And that’s a hard one to hear because at the end of the day, I’m not negotiating with you, I’m negotiating with the seller. And what I would have liked to hear is, “I hear you and I will take this feedback back to the seller.” But instead I heard, “This is not going to happen and this isn’t how we work.” And so I think that was the tough part was just these tiny little moments of realizing that I wasn’t just going to be working with the seller, but also the broker and playing that out to how would this work during diligence and how would this work through the end of that, will this constantly be three-way conversation, or would it eventually switch to two? How much confidence do I have that that would happen?

That’s what made me nervous is these tiny little moments of realizing that it was a bigger party than I anticipated.

Yeah. That’s a pretty wild story. What other things within some of these deals that you’ve come across have you found to be really odd or just unexpected that you maybe didn’t think would be involved in the conversation like the brokers saying, “If we’re not going to do an exclusivity period.” That from what I’ve seen and listened to people talk about, the exclusivity period is a pretty default setting in any of these deals. And so to hear a broker question that is odd, I’m curious what other odd things that you’ve come across that you’ve found that you’re best just walking away from?
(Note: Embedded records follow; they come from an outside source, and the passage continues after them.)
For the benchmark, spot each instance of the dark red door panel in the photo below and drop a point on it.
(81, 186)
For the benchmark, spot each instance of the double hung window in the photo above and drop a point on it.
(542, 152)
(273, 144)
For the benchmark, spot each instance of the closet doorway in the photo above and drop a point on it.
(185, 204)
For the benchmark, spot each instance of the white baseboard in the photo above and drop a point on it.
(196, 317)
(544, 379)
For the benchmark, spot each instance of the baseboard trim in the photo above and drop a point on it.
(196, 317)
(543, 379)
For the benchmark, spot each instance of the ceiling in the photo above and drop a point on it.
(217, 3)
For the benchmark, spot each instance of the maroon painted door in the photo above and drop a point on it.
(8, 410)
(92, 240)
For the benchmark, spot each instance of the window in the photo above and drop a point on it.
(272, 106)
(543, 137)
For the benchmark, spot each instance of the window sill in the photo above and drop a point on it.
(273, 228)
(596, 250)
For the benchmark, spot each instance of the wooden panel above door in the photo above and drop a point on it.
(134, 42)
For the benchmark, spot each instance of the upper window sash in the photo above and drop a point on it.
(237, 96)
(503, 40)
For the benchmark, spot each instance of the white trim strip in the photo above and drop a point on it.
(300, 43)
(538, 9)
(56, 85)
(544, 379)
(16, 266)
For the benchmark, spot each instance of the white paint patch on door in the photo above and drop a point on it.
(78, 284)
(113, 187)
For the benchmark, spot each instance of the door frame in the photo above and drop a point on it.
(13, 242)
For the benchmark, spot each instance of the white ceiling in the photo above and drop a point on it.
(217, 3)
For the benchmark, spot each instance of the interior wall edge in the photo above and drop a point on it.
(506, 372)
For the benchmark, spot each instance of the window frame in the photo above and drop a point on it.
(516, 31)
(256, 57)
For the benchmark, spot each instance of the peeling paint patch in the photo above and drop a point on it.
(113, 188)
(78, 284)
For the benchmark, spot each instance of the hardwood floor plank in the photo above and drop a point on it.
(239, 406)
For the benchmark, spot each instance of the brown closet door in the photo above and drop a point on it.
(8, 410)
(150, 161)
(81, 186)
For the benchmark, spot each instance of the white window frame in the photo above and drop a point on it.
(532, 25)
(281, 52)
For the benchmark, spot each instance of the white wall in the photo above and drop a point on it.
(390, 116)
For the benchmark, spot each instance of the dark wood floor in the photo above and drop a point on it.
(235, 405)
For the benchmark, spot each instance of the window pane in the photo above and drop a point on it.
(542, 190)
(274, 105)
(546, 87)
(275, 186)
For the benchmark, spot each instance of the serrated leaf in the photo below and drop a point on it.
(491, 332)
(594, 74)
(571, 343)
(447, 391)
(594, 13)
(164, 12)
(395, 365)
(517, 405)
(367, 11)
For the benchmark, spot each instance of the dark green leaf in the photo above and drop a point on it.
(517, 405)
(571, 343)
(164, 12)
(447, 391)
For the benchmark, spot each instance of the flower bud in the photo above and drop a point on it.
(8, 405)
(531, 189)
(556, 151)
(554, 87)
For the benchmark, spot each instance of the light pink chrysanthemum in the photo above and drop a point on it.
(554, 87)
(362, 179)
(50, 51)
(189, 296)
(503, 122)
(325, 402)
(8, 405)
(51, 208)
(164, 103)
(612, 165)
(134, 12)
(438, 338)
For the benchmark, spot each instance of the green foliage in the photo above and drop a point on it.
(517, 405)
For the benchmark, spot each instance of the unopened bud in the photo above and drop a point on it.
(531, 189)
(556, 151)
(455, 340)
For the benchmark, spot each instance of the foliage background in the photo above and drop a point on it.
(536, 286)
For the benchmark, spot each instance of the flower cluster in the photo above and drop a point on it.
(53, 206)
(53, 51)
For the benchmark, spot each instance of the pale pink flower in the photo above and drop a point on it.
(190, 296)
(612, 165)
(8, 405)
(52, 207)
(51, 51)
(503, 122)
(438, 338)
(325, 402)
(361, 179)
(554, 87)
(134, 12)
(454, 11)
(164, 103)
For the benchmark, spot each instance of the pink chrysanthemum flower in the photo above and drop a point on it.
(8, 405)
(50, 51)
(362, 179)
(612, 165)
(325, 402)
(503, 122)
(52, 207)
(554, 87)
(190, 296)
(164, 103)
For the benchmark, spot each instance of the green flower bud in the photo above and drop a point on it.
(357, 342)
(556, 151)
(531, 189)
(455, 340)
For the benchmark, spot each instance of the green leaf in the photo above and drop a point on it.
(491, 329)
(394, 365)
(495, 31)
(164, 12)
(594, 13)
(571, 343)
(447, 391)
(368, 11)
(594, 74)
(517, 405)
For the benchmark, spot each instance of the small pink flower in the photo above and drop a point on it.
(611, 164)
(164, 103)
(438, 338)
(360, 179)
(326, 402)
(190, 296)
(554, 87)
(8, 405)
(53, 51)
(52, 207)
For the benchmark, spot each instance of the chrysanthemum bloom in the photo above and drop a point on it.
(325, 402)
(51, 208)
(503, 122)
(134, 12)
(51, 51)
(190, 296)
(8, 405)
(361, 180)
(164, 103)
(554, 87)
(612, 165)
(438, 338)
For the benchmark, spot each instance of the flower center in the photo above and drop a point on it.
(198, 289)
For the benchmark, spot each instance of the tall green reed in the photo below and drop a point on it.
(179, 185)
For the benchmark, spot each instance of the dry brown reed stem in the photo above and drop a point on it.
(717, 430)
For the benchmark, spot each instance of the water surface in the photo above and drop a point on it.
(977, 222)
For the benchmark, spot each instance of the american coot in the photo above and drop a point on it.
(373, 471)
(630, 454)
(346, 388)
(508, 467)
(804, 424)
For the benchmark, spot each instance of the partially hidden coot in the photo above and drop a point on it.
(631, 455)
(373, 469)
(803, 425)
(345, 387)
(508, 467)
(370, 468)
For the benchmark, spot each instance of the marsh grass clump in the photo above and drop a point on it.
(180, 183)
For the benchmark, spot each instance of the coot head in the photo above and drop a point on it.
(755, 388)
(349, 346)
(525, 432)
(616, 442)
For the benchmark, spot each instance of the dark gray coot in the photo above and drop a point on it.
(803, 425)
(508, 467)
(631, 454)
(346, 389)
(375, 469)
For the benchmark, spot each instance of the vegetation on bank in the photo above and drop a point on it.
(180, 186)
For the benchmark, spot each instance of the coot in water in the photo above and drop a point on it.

Definitely, not having a good explanation for the seller’s number. I remember on that roofing deal, I had asked the broker point blank, like, “Where is this number coming from? What’s it rooted in?” And the broker didn’t have an answer either, he just said, “This is the owner’s number.” And when I asked, “Right, but why? What’s behind it?” It was a unique number, it was ending in 0.55. So I was asking, why is it that much money? And what’s behind that number? And he didn’t have a great answer either. And I think that’s a warning sign because part of the broker’s job is to make sure that the number makes sense and it’s rooted in something and it fits the market patterns.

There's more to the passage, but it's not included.